Maximum .PRG file size error

I am trying to recompile one Application from github from one watch model to another. When I build it I get this error

ERROR: PRG generated exceeds the memory limit of app type 'watch-app' for device id 'instinct2x': 218282 bytes.

What does it exactly mean? Is it max file size of prg file 218282 bytes or it is bigger than maximum allowed by 218282 bytes or what?

When I build it I get 363980 bytes prg file.

Can I find somewhere the list of max oprg files for each watch?

Also, how can I decrease the size of prg file? Maybe change SDK version or some compiler option?

  • I think I found the main reason that the app is so much bigger for CIQ 3 vs CIQ 4.

    It seems that in CIQ 3 devices, statically initializing an array takes a huge amount of code that's proportional to amount of the data in the initializer. In the case of TAMA_PROGRAM (a byte array), the code impact seems to be roughly 13X the amount of data. (I think that if it was an array of 32-bit Numbers, the code impact would probably be 13 / 4 = 2.5X)

    In CIQ 4 devices, the same array is initialized with a smaller amount of data (seems to be the exact data in the initializer + 30 byte overhead for the array itself).

    TL;DR The runtime size of TAMA_PROGRAM is only 12,303 bytes (regardless of device)

    on CIQ 3.0 devices, the code (in PRG) for TAMA_PROGRAM is ~160,000 bytes! (13X the size of the runtime object)

    On CIQ 4.0 devices, the data (in PRG) for TAMA_PROGRAM is very close to 12,303 bytes (the size of the array at runtime).

    If we can figure out how to efficiently encode TAMA_PROGRAM for CIQ 3.0 devices, we might be able to get it to run on instinct2x.

    Maybe the solution is to chop up TAMA_PROGRAM into multiple parts, to get around the huge overhead having both the JSON resource in memory *and* the decoded array at the same time, when the resource is loaded and decoded.

    I'm going to try it out. (I'll also have to try to fix the "const OPS" code, which causes an out of memory error on instinct2x even if the TAMA_PROGRAM array is never loaded)

    Unfortunately another problem is that the watchdog timer will be tripped on fr945lte (and it probably would be on instinct2x as well), meaning that we'll have to chop up the execution of code as well. (i.e. break up long running operations into multiple pieces)


    Details:

    For example, I wrote a test app with the following code/data usage:

    no array:

    instinct2x (CIQ 3.0) code = 226, data 636

    instinct3* (CIQ 4) code = 173, data 365

    global byte array with 100 members:

    instinct2x (CIQ 3.0) code = 1541, data 644

    instinct3* (CIQ 4) code = 173, data 495

    --

    For CIQ 3 devices, adding a 100-byte array causes the memory usage (via code) to balloon by 1325 bytes!
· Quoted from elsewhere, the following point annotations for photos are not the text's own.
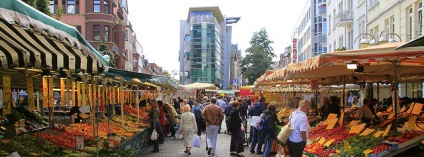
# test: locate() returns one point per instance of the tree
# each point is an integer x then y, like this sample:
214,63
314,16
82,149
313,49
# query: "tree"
105,50
166,73
59,12
259,56
40,5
    For CIQ 4 devices, adding a 100-byte array causes the memory usage (via data) to increase by 130 bytes

    --

    It does explain why moving the array to JSON resources helps. But unfortunately, this probably means that the memory hit is at least temporarily 2X as much as the array-in-code case, because when you load a JSON resource, the API probably has to load/keep the JSON resource in memory at the same time as it decodes the resource. The representation of the JSON resource in memory is probably bigger than the decoded resource itself (i.e. the byte array).

    With this in mind, I tried a couple of tests:

    - build on fr945lte, fake out the parts of the code that call getSubscreen. In this case, the app fails due to watchdog timeout (code executed too long). This is going to be a problem even if we can figure out how to initialize the big program array efficiently. 

    in this case, code = 202141, data = 15694

    - build on fr945lte, comment out TAMA_PROGRAM and all references to it. Comment out the code that actually starts the emulator

    In this case, code = 42260, data = 15396

    So for CIQ 3.0 devices, the code for TAMA_PROGRAM takes 160K. But at runtime, the size of TAMA_PROGRAM is only 12303 bytes.

  • Current progress on instinct2x (just testing stuff to see the impact of various changes, and the feasibility of continued efforts):

    - cut out TAMA_PROGRAM (remove completely and temporarily take out code that uses it; also disable starting the emulator)

    - cut out OPS array

    After those changes:

    code = 33695

    data = 12456

    memory =  84.2 / 91.8 kB (7 KB free)

    Unfortunately there's no way to fit the 12,303 byte TAMA_PROGRAM byte array into 7 KB, no matter how we load it.

    TODO:

    - somehow find enough free memory for both OPS and TAMA_PROGRAM (this will require lots of hand-coded optimizations - not even sure if it's possible)

    - initialize/encode OPS as efficiently as possible

    - load TAMA_PROGRAM as efficiently as possible (maybe chop it up into multiple JSON arrays)

    Once the compile-time and run-time out of memory errors are resolved:

    - chop up long-running emulator operations into multiple pieces (to avoid watchdog timeout)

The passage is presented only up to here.